4 thoughts on “Regression to the shmean (verden i farger)”

  1. Morning Neil,

    Read this a few times now. What do think the worth of regression to the mean is for us in reality.
    In RCTs we often turn variance and subjectivity into a constant and leave out lots of other variables. The answer then is far from a true representation of the population.
    Is everything set up to regress to the mean?
    Do our patients progress from the mean?

    Thanks for the read.

    Regards

    Liked by 1 person

    1. Great questions. Ultimately life, people and interventions are more complex than RCT would like but that other forms of experimentation are more suited to. Together they provide a fuller picture.

      Regression to the mean helps explain those patients who sometimes respond to treatment but get no better. So it makes sure we don’t assume that response to 1 treatment is classed as improvement. Realistically if we are honest professionals we would know this anyway. Chronic conditions tend to be more inclined to regress to their mean but not resolve. Most of our/my patients resolve rather than regress to the mean. We look to facilitate or at very least not to mess up this journey!

      Those that do regress to their mean we need to ensure we are not taking a unidimensional approach to their symptoms and help provide what they need to improve. Or at very least learn to live better with pain.

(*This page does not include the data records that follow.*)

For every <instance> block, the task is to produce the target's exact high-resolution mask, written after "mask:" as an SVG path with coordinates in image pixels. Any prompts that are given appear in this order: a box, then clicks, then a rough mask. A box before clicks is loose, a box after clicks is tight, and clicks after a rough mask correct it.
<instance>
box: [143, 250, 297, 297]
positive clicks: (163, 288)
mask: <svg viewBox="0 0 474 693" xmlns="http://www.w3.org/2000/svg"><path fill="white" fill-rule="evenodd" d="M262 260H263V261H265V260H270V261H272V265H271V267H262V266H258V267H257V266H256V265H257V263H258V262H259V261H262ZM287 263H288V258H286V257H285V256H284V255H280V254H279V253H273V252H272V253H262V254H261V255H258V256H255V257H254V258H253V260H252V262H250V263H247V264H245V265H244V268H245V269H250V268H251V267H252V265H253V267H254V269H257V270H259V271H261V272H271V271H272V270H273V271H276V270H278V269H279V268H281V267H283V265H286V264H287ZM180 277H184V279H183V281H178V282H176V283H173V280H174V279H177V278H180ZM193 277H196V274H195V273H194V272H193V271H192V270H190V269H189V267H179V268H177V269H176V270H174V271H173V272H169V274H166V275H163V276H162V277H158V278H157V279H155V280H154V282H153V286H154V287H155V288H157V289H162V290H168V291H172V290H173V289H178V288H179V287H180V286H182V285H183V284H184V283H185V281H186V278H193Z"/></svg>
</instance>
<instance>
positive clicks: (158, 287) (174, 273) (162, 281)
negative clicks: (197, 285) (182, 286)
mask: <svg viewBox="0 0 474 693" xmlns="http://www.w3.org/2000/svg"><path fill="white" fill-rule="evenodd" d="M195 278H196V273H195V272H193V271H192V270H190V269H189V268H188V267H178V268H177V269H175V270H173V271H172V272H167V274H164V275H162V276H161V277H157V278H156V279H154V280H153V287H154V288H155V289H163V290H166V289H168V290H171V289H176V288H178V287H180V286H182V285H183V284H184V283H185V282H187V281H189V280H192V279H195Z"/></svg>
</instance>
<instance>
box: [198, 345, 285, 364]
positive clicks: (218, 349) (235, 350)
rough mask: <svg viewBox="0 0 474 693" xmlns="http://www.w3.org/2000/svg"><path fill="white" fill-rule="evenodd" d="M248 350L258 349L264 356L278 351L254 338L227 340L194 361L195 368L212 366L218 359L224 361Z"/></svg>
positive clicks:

      The other thing I didn’t have time/space to explore was the scaffolding effect of treatment. Our interventions can give temporary support (like scaffolding) to the patient so whilst under care they progress well/resolve but once scaffolding is removed the effect is not maintained as it was externally appropriated and not internally sustained. This is where self-management/treatment is key and that life changes are made and sustained.

      Like

  2. Hi Neil – great post, thank you for this contribution!

    One question based on this statement: “..there is no causal attribution, just random stochastic variation.”

    Does your metaphysic allow for two sources of stochastic variation – one source being mechanisms that have causal attribution at a level of reality that we simply cannot access and therefore they appear stochastic to us; and a second source being those that are truly stochastic in the sense that they emerge from a quantum level that we believe is truly random and has no causal attribution that can mechanistically explain their behavior at the level we can observe?

    I personally struggle with this question given my strong beliefs in causal theory. I tend toward a metaphysic of stochastic as “unknown” mechanisms with the belief that there are actual real mechanisms that are causing the events, that they are not truly random just random appearing to our limited sensory perceptual and reasoning systems. The question for me then shifts to epistemology, what of these yet unknown mechanisms can be known vs. remain unknowable.

    The above does not interfere at all with my complete agreement with your reconciliation and approach towards regression to the mean. I believe your thoughts cohere with what I have always seen as a struggle between nominalism and realism; between particulars and universals. In a critical realism we recognize that particulars are what we work with daily while we search is for universals that provide some meaning to those particulars – but most of the time the universals (in order to be known) represent the mean and therefore do not account well for the possible variability. We identify regression to the mean when formulating universals, but we need to be careful in interpreting particulars based on the universals.

    Thanks again!
    Sean

    Liked by 1 person

    1. great question Sean. it is difficult to know whether the stochastic nature is truly random or just unknown complexity! i’d probably side with you in erring toward unknown complexity in these clinical cases. i tend toward dispositional accounts of causation. the human is tremendously complex and in most cases the situation can provoke causally diverse responses/outcomes/particulars.

      Thanks for the great feedback!